It is worth noting that alternatives to a full-scale amphibious invasion do exist. Military analysts have suggested that after further degrading Iran's coastal defences, the US could deploy destroyers and aircraft to escort tankers through the strait. This approach carries significantly less risk of escalation and avoids the thorny question of holding hostile territory indefinitely with a force that most experts consider far too small for the job.

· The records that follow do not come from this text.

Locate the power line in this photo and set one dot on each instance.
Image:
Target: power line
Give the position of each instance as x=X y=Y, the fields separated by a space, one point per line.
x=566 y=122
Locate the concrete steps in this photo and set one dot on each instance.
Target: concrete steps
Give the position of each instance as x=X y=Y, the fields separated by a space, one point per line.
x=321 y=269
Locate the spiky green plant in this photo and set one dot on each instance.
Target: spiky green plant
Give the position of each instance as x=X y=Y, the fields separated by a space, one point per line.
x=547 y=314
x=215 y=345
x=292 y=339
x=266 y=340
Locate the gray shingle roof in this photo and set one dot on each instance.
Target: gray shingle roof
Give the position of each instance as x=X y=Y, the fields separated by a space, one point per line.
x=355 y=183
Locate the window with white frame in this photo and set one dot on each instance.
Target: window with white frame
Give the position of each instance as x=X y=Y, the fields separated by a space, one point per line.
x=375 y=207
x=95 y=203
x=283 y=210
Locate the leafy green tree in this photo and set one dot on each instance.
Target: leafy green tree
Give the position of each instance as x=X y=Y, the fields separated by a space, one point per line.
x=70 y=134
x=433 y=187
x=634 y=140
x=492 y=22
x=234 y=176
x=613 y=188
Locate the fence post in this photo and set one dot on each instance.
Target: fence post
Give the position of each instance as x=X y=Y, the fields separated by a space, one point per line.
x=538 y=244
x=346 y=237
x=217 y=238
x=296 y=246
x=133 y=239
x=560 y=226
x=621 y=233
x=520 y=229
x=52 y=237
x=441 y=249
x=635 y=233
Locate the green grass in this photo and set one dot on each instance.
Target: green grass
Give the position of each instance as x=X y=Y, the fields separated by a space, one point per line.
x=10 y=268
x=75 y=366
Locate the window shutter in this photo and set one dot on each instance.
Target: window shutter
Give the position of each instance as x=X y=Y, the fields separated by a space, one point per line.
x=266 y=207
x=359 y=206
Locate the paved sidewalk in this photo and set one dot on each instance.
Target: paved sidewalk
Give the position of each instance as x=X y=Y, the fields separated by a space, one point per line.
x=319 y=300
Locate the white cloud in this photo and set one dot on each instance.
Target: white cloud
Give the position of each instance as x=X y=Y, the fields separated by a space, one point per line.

Seven US allies have expressed support for a coalition effort, though the conspicuous absence of committed warships suggests that enthusiasm for a shooting war in the Persian Gulf is, shall we say, measured.
The Political Theatre
Trump himself has been characteristically coy, publicly stating he was 'not putting troops anywhere' before adding 'if I were, I certainly wouldn't tell you.' Meanwhile, US lawmaker Pete Sessions has offered the rather creative argument that Marines on Kharg Island would not constitute 'boots on the ground.' One imagines the Marines' actual boots might beg to differ.
What Happens Next?
As of 20 March, no final decision on a ground invasion has been made. But the deployment of Marine units, the sustained air campaign against Iranian positions, and the increasingly hawkish language from senior officials all suggest this is more than idle sabre-rattling.
Reopening the Strait of Hormuz through military force is technically possible. Whether doing so by seizing an island a stone's throw from the Iranian mainland is wise, proportionate, or even militarily feasible with the forces currently available remains another question entirely.
For British consumers already grimacing at the cost of filling the car, the hope is that cooler heads prevail before this escalates further. History has a rather uncomfortable habit of showing that military operations billed as quick and decisive rarely stay that way.